AUTHOR: Sam Allberry
PUBLISHER: Purcellville, VA: The Good Book Company, 2016, (96 pages).
In six chapters, Sam Allberry, a pastor at St Mary's Church in Maidenhead, UK, argues that Church is more important than we thought. Chapter One is about "What is Church?" He points out several distinctiveness of Church. It is about a particular gathering of people; an outpost to point people to God; a family that cares for people; and the bride of Christ. He addresses the common accusations hurled at churches that have done more harm than good. On the one hand, the Church need to acknowledge the flaws and mistakes of the past. This is because the Church is comprised of sinful people too. At the same time, those who throw stones need to take a step back to recognize that there are lots of good that the Church have done in society.

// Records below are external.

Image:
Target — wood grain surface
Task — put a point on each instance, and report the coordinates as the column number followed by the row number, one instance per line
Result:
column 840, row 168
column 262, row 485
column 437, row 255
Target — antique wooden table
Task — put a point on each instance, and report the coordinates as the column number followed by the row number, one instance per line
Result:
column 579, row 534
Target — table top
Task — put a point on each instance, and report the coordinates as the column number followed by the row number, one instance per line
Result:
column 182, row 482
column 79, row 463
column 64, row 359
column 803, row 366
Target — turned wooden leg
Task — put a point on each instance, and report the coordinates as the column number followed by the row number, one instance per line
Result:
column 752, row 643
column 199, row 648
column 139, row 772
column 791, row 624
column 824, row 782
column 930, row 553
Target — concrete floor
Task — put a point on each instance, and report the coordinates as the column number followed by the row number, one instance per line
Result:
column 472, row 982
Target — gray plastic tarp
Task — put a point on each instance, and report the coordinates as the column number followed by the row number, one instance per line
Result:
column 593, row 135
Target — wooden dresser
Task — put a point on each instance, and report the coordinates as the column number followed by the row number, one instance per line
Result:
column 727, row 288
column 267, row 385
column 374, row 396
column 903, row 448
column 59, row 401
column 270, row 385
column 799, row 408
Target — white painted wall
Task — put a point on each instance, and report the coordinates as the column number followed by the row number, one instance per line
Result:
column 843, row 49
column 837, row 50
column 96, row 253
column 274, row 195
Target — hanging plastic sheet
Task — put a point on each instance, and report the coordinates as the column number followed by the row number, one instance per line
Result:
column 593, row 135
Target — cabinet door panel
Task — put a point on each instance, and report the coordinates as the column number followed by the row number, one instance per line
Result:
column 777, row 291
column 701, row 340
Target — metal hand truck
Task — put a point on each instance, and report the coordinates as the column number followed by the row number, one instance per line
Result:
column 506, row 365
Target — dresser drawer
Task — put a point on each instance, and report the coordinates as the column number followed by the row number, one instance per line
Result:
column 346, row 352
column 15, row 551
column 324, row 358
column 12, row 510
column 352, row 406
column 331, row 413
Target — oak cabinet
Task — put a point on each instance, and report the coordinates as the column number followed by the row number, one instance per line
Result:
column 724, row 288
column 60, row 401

Chapter Two deals with the personal "Why do I need Church?" Simply put, there can be no lone-ranger Christians. We are all called and baptized into a family of God. Whether it is through desiring Christ; serving Christ; or being Christlike, we need a body of believers in order to facilitate that. Chapter Three lists several characteristics of what a good Church looks like.
- Church people learn from the Bible and put that into practice
- Church people devote themselves to working together
- Church people worship in song and in truth
- Church people grow both numerically and spiritually
- Church people will learn to prioritize the above four things (apostolic teaching; partnership; worship; and growth) as key areas to focus their activities.
Chapter Four is about the practical side of running a Church. Leaders are critical, which is why elders and deacons are to be tasked with the running of the Church. Allberry gives us a brief overview of the different ways churches are run. The Episcopalians have a bishop to oversee the connectional structure. The Presbyterians look upon the elders to make decisions on behalf of the Church. The independent elder-led churches endow power and authority on the elders. The congregational structure lets the congregation themselves have the final say. There are helpful descriptions of the duties of the pastor; the disciplines of the Church; and other questions with regard to gender; leadership style; and so on.
Chapter Five talks about the ways to "survive the Church." In places where churches are seen to be boring, we are reminded that church is not about us getting something out of it, but how we can give to it. Where members had been hurt in the Church, we learn humility to forgive and the love to pray. Where people had been burned out in Church service, they need to be reminded that God cares for them, and they should take time out so as to rest and recover.
Chapter Six is about the responsibilities of being a good Church member. Through regular attendance, involvement, prayer, service, giving, devotion, and submission to authority, we learn that the future of the Church is far more hopeful than the hype the world offers.
This is a really helpful book to right people's perspectives about Church. There has been too much negativity and cynicism surrounding the Church and Church people. Sometimes, it would seem that the most hypocritical and selfish people are inside the Church! That is not true. Hypocrites are everywhere. Even non-Church goers need to be reminded that they are not necessarily better than Church goers. Who on earth other than Jesus is not a hypocrite? Who has never sinned? Who has never committed a wrong? The root of the problem is sin, not the Church. Christ himself had died for the Church. If God so loved the Church, should we not do the same? After all, the Church is not about a building. It is a community called the "People of God."
Rating: 4 stars of 5.
This book is provided to me courtesy of The Good Book Company and Cross-Focused Reviews in exchange for an honest review. All opinions offered above are mine unless otherwise stated or implied.